Com
o mesmo êxito dos volumes anteriores, Nacimientos
e Las caras y las máscaras, está
circulando, em espanhol, o terceiro e o último volume da trilogia Memória del fuego de Eduardo Galeano, El sigo del viento.
Construído,
como os anteriores, em pequenos textos que narram a História da América, o
primeiro deles traz a data de 1900. Os demais,
(com exceção de 1920, 1925,1940 e 1947) se sucedem ano por ano até 1984
quando Eduardo Galeano volta de seu longo exílio para recomeçar a vida no seu país.
Mosaicos
a formarem um grande mural, conforme já
foi definido por seu autor, El siglo del
viento (Siglo XXI, Madrid, 1986) conta a história a partir de destinos
individuais, a partir de momentos, de expressões e de leis.
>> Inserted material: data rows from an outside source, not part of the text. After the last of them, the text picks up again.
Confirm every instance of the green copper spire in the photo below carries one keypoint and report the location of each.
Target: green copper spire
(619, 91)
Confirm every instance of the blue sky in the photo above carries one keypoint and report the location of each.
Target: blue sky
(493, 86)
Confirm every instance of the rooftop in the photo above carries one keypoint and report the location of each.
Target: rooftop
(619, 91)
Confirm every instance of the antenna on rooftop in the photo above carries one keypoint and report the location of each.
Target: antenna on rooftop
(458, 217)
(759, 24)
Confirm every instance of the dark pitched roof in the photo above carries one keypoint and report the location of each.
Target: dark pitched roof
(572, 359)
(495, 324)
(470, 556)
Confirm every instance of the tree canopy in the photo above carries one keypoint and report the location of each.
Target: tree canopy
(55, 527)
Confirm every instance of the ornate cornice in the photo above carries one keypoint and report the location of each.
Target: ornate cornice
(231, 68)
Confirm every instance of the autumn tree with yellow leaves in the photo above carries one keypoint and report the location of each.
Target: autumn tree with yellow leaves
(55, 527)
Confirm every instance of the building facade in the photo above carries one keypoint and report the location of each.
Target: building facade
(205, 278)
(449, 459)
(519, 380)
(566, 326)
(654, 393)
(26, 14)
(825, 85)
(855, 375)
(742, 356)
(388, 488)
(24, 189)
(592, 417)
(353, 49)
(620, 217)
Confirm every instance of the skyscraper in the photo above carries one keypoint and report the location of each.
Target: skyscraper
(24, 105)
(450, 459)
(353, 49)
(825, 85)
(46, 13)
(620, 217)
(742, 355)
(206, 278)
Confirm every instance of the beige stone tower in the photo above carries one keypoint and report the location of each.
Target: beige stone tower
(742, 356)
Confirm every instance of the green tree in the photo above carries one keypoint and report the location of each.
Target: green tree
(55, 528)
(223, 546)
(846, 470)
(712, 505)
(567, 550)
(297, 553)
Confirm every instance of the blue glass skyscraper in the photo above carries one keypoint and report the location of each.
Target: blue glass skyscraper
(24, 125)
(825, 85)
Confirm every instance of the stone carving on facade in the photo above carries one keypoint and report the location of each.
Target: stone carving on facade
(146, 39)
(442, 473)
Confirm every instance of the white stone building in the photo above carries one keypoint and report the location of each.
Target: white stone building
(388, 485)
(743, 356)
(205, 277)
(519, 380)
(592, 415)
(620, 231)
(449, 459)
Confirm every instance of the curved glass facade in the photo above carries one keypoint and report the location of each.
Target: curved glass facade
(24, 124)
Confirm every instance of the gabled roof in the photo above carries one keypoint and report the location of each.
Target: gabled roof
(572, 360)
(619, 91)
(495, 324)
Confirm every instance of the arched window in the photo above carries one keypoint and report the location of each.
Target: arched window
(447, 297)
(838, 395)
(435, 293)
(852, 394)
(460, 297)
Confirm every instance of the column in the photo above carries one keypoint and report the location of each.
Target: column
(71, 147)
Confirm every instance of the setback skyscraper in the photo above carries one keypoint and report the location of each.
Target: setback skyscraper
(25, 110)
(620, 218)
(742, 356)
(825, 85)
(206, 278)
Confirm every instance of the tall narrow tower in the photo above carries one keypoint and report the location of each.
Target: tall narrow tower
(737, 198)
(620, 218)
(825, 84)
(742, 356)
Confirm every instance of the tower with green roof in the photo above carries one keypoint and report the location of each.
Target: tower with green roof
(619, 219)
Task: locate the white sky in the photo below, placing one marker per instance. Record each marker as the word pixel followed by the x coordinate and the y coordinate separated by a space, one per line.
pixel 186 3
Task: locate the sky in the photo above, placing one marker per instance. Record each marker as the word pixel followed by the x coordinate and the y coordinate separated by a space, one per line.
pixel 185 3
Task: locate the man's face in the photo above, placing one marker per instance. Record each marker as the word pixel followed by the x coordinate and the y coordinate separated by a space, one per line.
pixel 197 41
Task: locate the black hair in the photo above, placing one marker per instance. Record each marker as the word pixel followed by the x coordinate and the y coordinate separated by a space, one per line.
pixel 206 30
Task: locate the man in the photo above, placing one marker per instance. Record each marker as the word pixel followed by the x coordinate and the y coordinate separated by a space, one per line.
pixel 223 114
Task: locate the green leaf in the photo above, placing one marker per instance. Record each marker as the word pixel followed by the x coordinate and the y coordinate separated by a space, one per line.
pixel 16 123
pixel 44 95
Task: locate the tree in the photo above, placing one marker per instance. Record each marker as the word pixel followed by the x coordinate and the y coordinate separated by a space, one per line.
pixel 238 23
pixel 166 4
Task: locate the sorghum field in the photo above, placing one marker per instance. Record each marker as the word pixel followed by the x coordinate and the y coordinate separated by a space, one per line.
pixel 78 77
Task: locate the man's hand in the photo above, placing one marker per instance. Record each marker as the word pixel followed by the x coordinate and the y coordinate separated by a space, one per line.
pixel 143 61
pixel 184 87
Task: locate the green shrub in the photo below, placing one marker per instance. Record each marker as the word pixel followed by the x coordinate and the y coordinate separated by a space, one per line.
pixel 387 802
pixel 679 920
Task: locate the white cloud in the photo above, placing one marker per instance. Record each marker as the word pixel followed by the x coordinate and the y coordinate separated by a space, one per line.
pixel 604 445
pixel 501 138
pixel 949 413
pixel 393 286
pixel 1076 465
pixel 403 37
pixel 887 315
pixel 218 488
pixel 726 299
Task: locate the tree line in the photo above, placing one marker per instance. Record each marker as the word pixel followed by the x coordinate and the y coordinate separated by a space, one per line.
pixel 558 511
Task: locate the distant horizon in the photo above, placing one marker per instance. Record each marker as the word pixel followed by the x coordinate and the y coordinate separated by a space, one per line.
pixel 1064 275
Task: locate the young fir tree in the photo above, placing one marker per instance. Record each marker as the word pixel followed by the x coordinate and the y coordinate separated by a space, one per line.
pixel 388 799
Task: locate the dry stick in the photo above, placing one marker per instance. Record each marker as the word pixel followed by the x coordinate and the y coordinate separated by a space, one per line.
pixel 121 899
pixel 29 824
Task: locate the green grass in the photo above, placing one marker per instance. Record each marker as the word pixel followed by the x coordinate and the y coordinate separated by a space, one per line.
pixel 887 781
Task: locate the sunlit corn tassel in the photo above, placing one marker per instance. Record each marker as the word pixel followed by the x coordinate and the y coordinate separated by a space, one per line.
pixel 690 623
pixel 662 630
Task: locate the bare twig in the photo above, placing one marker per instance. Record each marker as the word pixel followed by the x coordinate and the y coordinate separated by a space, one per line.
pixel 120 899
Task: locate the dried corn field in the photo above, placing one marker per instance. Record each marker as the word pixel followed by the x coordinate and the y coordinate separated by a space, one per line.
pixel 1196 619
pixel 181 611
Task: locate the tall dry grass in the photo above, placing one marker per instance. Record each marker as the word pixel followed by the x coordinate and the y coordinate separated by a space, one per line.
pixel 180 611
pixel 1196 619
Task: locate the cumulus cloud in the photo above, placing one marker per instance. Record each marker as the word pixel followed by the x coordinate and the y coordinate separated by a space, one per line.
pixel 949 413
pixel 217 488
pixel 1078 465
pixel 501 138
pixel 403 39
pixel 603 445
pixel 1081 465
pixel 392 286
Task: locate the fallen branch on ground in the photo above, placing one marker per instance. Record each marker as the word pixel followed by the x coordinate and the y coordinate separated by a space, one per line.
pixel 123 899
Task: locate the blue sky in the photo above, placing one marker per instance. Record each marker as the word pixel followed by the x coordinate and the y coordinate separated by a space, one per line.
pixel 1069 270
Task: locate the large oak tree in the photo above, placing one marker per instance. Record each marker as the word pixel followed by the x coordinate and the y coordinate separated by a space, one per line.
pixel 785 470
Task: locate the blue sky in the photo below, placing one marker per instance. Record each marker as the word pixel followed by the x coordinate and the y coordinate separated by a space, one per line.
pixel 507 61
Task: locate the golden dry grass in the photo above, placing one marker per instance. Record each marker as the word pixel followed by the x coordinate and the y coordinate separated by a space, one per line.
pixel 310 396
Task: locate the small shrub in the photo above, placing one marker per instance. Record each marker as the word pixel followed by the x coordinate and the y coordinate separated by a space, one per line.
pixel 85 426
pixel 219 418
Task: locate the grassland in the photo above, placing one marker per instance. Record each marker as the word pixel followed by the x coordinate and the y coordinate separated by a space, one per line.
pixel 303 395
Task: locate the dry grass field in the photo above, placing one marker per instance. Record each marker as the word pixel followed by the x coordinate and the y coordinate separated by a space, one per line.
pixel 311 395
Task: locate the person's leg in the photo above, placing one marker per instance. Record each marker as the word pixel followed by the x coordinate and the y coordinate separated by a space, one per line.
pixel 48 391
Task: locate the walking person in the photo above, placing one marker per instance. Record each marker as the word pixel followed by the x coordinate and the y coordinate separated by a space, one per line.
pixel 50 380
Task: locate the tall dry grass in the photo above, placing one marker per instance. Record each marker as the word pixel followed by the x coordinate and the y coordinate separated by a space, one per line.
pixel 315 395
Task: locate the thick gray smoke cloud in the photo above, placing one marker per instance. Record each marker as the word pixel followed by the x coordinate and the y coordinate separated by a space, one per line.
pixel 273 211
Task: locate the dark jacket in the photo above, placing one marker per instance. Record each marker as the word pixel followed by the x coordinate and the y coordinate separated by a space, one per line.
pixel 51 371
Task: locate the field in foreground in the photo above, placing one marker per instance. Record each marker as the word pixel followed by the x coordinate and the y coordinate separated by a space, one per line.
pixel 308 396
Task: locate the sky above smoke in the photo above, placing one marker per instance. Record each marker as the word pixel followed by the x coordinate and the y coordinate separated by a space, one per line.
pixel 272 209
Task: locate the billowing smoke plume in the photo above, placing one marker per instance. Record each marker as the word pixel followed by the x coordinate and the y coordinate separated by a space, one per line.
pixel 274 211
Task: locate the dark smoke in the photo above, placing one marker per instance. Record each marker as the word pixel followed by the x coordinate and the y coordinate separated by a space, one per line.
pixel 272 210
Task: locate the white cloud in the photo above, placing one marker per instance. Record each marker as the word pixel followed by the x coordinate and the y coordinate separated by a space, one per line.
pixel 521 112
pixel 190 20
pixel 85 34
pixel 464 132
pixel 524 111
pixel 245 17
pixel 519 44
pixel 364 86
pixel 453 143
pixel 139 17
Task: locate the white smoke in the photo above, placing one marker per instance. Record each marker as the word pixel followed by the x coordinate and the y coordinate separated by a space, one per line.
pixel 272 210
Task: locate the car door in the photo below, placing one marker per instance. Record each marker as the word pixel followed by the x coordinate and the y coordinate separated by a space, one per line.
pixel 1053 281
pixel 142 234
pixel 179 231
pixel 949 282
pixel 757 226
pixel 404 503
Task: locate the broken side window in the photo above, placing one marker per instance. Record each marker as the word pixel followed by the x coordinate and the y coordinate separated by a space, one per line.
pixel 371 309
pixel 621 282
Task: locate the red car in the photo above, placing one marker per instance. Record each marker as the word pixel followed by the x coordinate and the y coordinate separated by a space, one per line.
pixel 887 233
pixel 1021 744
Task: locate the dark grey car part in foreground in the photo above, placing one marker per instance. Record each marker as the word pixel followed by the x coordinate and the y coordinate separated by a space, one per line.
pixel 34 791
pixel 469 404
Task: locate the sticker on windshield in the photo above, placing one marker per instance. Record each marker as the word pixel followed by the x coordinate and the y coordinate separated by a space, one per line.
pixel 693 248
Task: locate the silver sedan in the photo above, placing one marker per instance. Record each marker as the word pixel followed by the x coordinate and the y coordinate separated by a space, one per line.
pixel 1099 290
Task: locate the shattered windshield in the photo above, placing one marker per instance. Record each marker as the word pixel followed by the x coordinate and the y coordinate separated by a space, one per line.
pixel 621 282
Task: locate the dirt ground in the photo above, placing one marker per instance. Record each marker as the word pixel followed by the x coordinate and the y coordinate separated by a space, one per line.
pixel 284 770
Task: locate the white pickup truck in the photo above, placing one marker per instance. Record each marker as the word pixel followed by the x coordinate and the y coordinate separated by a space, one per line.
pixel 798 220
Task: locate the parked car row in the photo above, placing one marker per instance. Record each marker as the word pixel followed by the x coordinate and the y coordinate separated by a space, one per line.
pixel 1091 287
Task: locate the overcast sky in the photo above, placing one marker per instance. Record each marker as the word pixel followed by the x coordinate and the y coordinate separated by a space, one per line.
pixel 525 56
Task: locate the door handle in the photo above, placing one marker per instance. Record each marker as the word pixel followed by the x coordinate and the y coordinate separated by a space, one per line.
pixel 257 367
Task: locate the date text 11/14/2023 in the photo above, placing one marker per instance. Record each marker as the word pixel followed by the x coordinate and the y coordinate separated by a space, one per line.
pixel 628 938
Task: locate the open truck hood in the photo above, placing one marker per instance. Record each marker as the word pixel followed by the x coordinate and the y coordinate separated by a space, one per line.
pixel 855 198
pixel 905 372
Os fios condutores
podem ser o absurdo, o cinismo ou a coragem irrefletida e convicta daquele que
acredita.
Num
Continente onde, desde o princípio de sua História se semeou a injustiça e a
violência, a multidão foi calada. Apoiando-se na miséria e no massacre uns, e
tentando salvar-se da miséria outros, muitos se ergueram para dominar ou para
reagir contra esse domínio. Nesses destinos que se degladiam e nessas lutas
foi-se construindo e destruindo um Continente onde se pronunciavam palavras, se anunciavam ordens que fizerem dele um espaço do absurdo. Assim, palavras
usadas para justificar o direito de vida e de mote: os
índios são seres inferiores. Eliminá-los não é um delito. Ou, para negar a
própria existência deles: os índios não existem consta num certificado que o governante
assinou, atendendo o pedido das empresas petrolíferas que operam nas costas da
Colômbia. Ou, ainda, palavras de sábios conselhos: se querem semear, semeiem em vasos dizem os latifundiários quando
as comunidades indígenas reclamam terra para o cultivo. Sobretudo, para
pronunciar palavras definitivas: isto de
repartir terras não tem pé nem cabeça. E dizendo isso não estavam, com
certeza, se referindo às terras do Continente que os reis ofereciam ao súditos,
de mão beijada, no intuito de garantir a
sua posse. Coerentes com tais palavras, as ordens. As que recambiam
prisioneiros para a Alemanha nazista, determinam o rítmo de trabalho sob o
látego, legalizam a escravidão nos ervais; que fazem prender e fuzilar grevistas. Ordens que propiciam a
usurpação de terras.
Misturados
a essas palavras e a essas leis, os homens que, nos banquetes, somente ingerem
comida com molhos franceses, nos concertos só admitem música européia e nas
exposições apenas querem ver os artistas plásticos do Velho Mundo. Tipos de patriotas perfeitos
como aquele que sai de um palácio invadido pelas forças revolucionárias,
gritando vivas à revolução, com a bandeira nacional embaixo do braço. Enrolada
nela, a máquina de escrever que acabara de roubar.
E
reverso da medalha, a tríade da Pintura mexicana: Diego Rivera, José Clemente
Orozco, David Alfaro Siqueiros. Também, Sandino,
tão franzino que um vento forte poderia levar se não estivesse tão plantado na terra da Nicarágua. E Louis Armstrong, Juan Rulfo, Oswaldo Cruz,
Olga Benário, Alfonsina Storni, Miguel Mármol, Monteiro Lobato, Cantinflas.
E
Pancho Villa, que no cima de uma colina, após infringir poeiras e humilhações
aos gringos invasores, vendo-os partir comenta: Vieram como águias e vão embora como galinhas molhadas.
Para
muitos do Continente, um epílogo longamente almejado.